Todos os comentários

  1. Comentou em 14/01/2006 luciana de Arruda Covolan

    Adorei conhecer o Obeservatório pela internet, dá pra acompanhar tudo, ler com calma, me manter bem informada. E o principal que é a oportunidade de analisar os fatos por outro ângulo. No dia de hoje dois artigos me agradaram bastante: o das capas da Revista Veja e o Alberto Dines falando tudo o que queria muito dizer do Diogo Mainardi e ele nunca me daria ouvidos. Dines MUITO OBRIGADA!!! Esse cara é desprezível. Parabéns por tudo, pela capacidade, dignidade, inteligência e ÉTICA. Luciana, sua fã.

  2. Comentou em 13/01/2006 Alexandre Carlos Aguiar

    O mercado, esse deus que está a nos ‘incomodar’ cotidianamente e que é a mola mestra dos administradores de plantão, de empresários fajutos e de palestrantes de auto-ajuda chatos, parece-nos também que se inseriu definitivamente na mídia. Os jornalistas, articulistas e ‘espertos’ se converteram a essa divindade.
    Se antes a imprensa era o canal entre a informação, o fato, e conseqüente análise pelo homem comum, agora virou caminho para vender jornais e revistas.
    Acompanho o discurso de Dines há algum tempo e o vi sempre como um jornalista (este sim!) imprescindível nas redações que existem por aí. Admiro o seu verbo!
    Contudo, parece-me, e quero estar muito enganado com isso, que o debate entre ele e esse arremedo de Paulo Francis, trata-se de um pacto de mercado. É o que propõe o marketing, a essência dessa religião, que prega o ‘fale de mim, que eu falo de ti’.
    Ora, se o colunista-medíocre de Veja é parcial, se defende a manutenção do neoliberalismo enfaticamente e se usa de seu espaço para apedrejar covardemente seus contestadores, e tudo isso por dinheiro, uma vez que não usa a inteligência, não cabe a um peso-pesado do jornalismo brasileiro bater com a mesma força. Seja mais perspicaz, Dines! Ou então serei obrigado a entender que há um pacto entre os dois.
    Fico com a opinião do jornalista Moisés Viana: vamos rejeitar essas excrescências que são a Veja e seu pupilo, pois assim o mercado lhes será cruel.

  3. Comentou em 12/01/2006 Igor Matos Lago

    Gostaria de parabenizar o grande jornalista e cidadão Alberto Dines pelo seu trabalho – o qual tem me dado a oportunidade de entender melhor o nosso País-, especialmente as suas colunas em relação ao arrogante-irresponsável-mercenário-etc Mainardi.
    Espero que a imprensa brasileira saiba resistir às vicissitudes de seus patrões e possa nos brindar com um jornalismo autêntico, crítico, vibrante, formador,…
    Um grande abraço de um cidadão comum que preza pela construção de uma sociedade melhor e mais justa.
    Igor.

  4. Comentou em 12/01/2006 marcos moraes

    Que coisa sô!

    O que se lê de besteira nestes comentários..empresários e ricos…lula e os pobres!

    Eu sou empresário e sou pobre como a ampla maioria deste país, e que ainda gera 80% dos empregos.

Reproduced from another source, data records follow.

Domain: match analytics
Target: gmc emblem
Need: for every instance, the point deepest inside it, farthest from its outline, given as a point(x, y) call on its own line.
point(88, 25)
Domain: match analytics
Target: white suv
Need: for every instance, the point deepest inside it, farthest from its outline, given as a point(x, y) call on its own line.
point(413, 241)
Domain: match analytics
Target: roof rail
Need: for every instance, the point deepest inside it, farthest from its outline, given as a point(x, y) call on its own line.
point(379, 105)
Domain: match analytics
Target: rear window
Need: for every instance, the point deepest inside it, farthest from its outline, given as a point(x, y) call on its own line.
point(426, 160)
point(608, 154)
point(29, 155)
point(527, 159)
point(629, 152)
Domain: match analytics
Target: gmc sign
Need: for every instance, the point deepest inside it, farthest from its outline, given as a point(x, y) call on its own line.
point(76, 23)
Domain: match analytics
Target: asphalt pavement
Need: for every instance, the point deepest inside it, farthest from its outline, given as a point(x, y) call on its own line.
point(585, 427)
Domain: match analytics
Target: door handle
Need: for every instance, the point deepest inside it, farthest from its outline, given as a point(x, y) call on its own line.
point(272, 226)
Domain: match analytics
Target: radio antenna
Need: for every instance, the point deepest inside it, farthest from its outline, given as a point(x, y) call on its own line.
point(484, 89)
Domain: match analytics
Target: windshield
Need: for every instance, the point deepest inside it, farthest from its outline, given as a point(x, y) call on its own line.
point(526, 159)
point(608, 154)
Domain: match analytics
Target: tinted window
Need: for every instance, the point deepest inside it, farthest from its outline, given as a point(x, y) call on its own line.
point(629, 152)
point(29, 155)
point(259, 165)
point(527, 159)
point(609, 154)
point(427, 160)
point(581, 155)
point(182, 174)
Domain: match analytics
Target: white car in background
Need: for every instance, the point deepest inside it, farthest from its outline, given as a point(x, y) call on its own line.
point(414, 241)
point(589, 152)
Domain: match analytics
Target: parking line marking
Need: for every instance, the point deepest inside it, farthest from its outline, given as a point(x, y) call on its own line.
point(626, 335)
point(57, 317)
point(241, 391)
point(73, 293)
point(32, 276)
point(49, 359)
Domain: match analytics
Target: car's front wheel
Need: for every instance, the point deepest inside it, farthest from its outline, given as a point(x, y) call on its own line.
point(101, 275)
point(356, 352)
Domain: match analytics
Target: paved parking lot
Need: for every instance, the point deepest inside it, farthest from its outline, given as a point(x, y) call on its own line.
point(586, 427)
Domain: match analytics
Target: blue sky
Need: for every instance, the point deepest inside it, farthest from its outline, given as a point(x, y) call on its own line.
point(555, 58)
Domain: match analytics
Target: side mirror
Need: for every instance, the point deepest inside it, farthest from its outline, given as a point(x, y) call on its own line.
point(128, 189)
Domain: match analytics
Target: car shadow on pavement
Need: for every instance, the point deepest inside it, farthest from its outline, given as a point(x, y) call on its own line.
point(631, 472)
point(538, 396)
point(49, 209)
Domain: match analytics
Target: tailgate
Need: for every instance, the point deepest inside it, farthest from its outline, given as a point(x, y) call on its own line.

    Me parece que a questão é simples: o Dines aponta quem são os jornalistas do Opus Dei – aqueles que comem aluninhos – e o Mainardi aponta os jornalistas simpáticos aos comunistas – aqueles que comem criancinhas.

  5. Comentou em 10/01/2006 João Almeida

    Neesa discussão besta, fico com uma pergunta que não tenho resposta: por que alguém se sente no direito de dizer quem são jornalistas e quem são falsos jornalistas?
    Quem se sente nesse direito não pode se ofender com críticas.